Paul I: “Quite frankly, as an Australian, it makes me sick to see our national gold wealth sold off for pennies on the dollar. I may be naive, but I have to ask why an organization like the Perth mint hasn't long ago tried to maximize value for Australia and Australian gold mines by proposing something along the lines of PAGE.”

I don't think you are getting what I'm saying. Perth Mint doesn't need to start an Australian PAGE – every week we offer 5t or so of physical gold to the OTC market and the bullion banks and other bid for it. You may consider the current gold price undervalued, but that does not mean that we aren't maximising Australia's gold – if the demand is there then those banks bid for it. If anything changing the current private OTC approach to a public PAGE would likely hamper the process.

Paul I: “Instead, we see them pushing massively over-priced "collectable coins" to Grandmas in Post Offices, more demand divertion, very little education.”

Our marketing guys push those fancy coins because they are our highest margin product – that makes business sense, we aren't going to waste prime “shopfront” pushing low margin kilo bars. But that stuff is small by volume compared to kilo bars where ultimately the big dollars are.

mortymer: “To separate physical gold in unallocated from leased would be at this stage too much, they got so far to clear definitions and on what is allocated what is not and that is a progress.”

Agreed. What that document does is make it clear what unallocated is. No professional player is unaware of that, they just believe in the system and thus believe in the “value” of their unallocated, because they are of the system. I do not believe there is any big move from unallocated to allocated at the moment, nothwithstanding the antics of Chavez. If that was the case we would be seeing a lot more bidding for our weekly 5t.
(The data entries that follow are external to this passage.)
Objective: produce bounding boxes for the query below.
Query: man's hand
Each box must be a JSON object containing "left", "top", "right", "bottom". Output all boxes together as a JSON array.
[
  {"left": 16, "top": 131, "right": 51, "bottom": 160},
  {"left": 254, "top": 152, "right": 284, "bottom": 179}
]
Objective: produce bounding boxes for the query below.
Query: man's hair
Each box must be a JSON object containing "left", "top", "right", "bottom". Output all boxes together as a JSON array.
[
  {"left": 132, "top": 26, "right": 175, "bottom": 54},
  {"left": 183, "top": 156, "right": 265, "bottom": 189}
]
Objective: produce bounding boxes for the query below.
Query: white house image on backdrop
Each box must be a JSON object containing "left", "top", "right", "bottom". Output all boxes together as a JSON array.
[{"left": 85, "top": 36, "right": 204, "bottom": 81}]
costata: “According to Bron the Perth Mint relies on mine supply of silver for its refinery as very little scrap silver finds its way to them. I see your point about the price of copper and silver. I would be interested to hear Bron's thoughts on this. Is it merely a question of price?”

Those comments about “silver scrap is mainly sold and refined locally because it is not high enough in value to justify shipping it around the world” were primarily focused on Australia, which is more geographically remote, and does not have much silver refining capacity. In other markets silver may be far more mobile.
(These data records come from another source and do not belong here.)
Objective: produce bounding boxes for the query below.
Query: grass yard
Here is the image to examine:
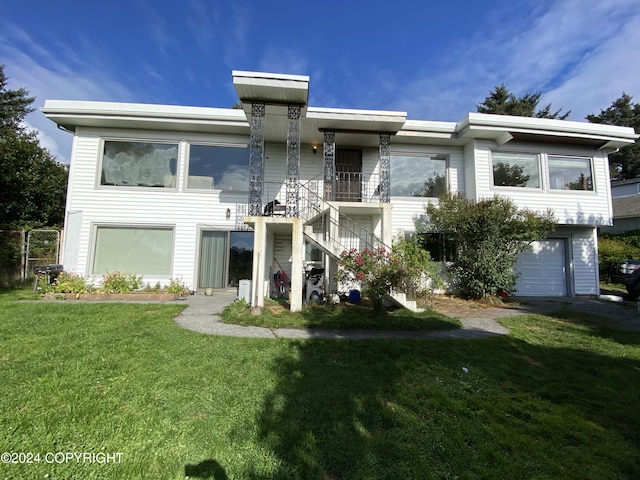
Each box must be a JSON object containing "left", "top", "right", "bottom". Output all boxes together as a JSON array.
[
  {"left": 221, "top": 298, "right": 461, "bottom": 331},
  {"left": 1, "top": 289, "right": 640, "bottom": 479}
]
whiteelefant: “Concerning PAGE: my impression is that any offer which is closer to physical than what the LBMA & Co offers might be taken up and will push the price of Au up. But, I am only a small shrimp and not into finance”

Again, this is an assumption that the LBMA banks are all paper and ignores the huge physical market that exists side by side with paper.

costata: “Recently I came to the opinion that leverage on the currency side was irrelevant. The key point is that the gold itself is not fractionalized. If PAGE said no margin that doesn't prevent someone from borrowing outside the exchange and trading a 100% cash account with PAGE.”

Ha, now we are peeling the onion, or should I say seeing more of the spider's web.

costata: “We should also not underestimate how much the Chinese love to gamble. The paper gold market appears to be going gangbusters right alongside the development of the physical gold market according to this article.”

Very good point, I noted that comment as well. We should not blindly think that Asia is a physical only market and cannot be tempted by the leverage paper offers.